EL PASO, Texas (Border Report) — A federal judge sentenced a Houston man to more than three years in prison for defrauding a worker visa program, Department of Homeland Security officials announced Wednesday.
On Jan. 3, 2019, Marco Pesquera, 45, pleaded guilty to conspiracy to commit visa fraud. He’s the owner of a business that provides large industries with laborers, but according to a news release, profited by paying foreign workers an hourly wage below the contract rate.
From 2011 to 2018, Pesquera and three co-conspirators recruited and paid individuals to petition for H-2B visa workers that they didn’t need. Investigators said Pesquera illegally filed false and legitimate documentation — contracts, tax forms, web sites and fictitious phone numbers and business addresses — to obtain visas for more than 1,000 foreign workers to work in the U.S. Pesquera then utilized the workers to fulfill labor contracts.
Also charged were Norma Linda Vega, 46, of Houston; Saul Atkinson, 47, of Brownsville; and Gwendolyn Saldivar, 41, of Snellville, Georgia. They, too, pleaded guilty.
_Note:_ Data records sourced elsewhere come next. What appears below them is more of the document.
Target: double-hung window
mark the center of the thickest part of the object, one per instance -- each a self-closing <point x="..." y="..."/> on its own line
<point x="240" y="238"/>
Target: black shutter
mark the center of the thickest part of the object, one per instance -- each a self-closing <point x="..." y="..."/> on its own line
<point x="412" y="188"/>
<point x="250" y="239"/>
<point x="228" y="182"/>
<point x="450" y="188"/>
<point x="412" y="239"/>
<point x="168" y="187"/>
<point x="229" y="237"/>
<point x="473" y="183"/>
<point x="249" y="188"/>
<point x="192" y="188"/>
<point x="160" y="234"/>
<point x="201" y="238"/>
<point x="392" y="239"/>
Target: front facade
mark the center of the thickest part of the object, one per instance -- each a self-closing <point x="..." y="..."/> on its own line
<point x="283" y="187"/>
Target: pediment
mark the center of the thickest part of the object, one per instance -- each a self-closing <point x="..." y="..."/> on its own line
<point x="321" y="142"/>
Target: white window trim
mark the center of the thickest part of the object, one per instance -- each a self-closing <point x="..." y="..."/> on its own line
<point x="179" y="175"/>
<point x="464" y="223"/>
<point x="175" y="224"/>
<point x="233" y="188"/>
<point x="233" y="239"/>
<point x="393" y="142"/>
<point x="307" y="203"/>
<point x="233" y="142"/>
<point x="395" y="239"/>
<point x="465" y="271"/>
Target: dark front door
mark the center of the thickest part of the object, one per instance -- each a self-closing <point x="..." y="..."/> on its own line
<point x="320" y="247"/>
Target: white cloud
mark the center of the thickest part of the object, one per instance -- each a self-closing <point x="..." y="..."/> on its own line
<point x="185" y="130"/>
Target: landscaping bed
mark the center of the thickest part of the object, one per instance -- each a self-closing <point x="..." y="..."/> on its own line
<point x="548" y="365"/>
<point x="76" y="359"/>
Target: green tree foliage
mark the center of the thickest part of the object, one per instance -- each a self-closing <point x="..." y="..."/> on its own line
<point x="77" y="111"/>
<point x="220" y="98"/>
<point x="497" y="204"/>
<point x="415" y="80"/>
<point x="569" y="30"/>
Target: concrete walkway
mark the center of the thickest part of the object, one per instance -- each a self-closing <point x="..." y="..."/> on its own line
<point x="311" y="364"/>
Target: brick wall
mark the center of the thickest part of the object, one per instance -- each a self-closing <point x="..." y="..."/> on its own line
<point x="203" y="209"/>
“HSI’s message is clear: America’s legal immigration system is not for sale,” said Shane Folden, the special agent in charge of Immigration and Customs Enforcement’s Homeland Security Investigations in San Antonio. “In addition to posing significant security and safety vulnerabilities that could be exploited by criminals and others who pose a danger to our community, immigration benefit fraud undermines the integrity of our legal immigration process and penalizes those who abide by the law.”
In Brownsville federal court Wednesday, U.S. District Judge Fernando Rodriguez sentenced Pesquera to 38 months in prison and three years of supervised release, according to a news release. Rodriguez also ordered Pesquera to forfeit $5 million and his Houston residence.
Additionally, Pesquera admitted to obstructing the investigation by responding to a federal subpoena with false documents he created. He must surrender Oct. 4 to begin his sentence at a U.S. Bureau of Prisons facility.
“DSS and our counterparts are conducting investigations like these on a daily basis around the world to protect the integrity of the visa process, the security of the homeland and the American workforce,” said Jeffrey McGallicher, special agent in charge of the U.S. State Department’s Diplomatic Security Service Houston Field Office.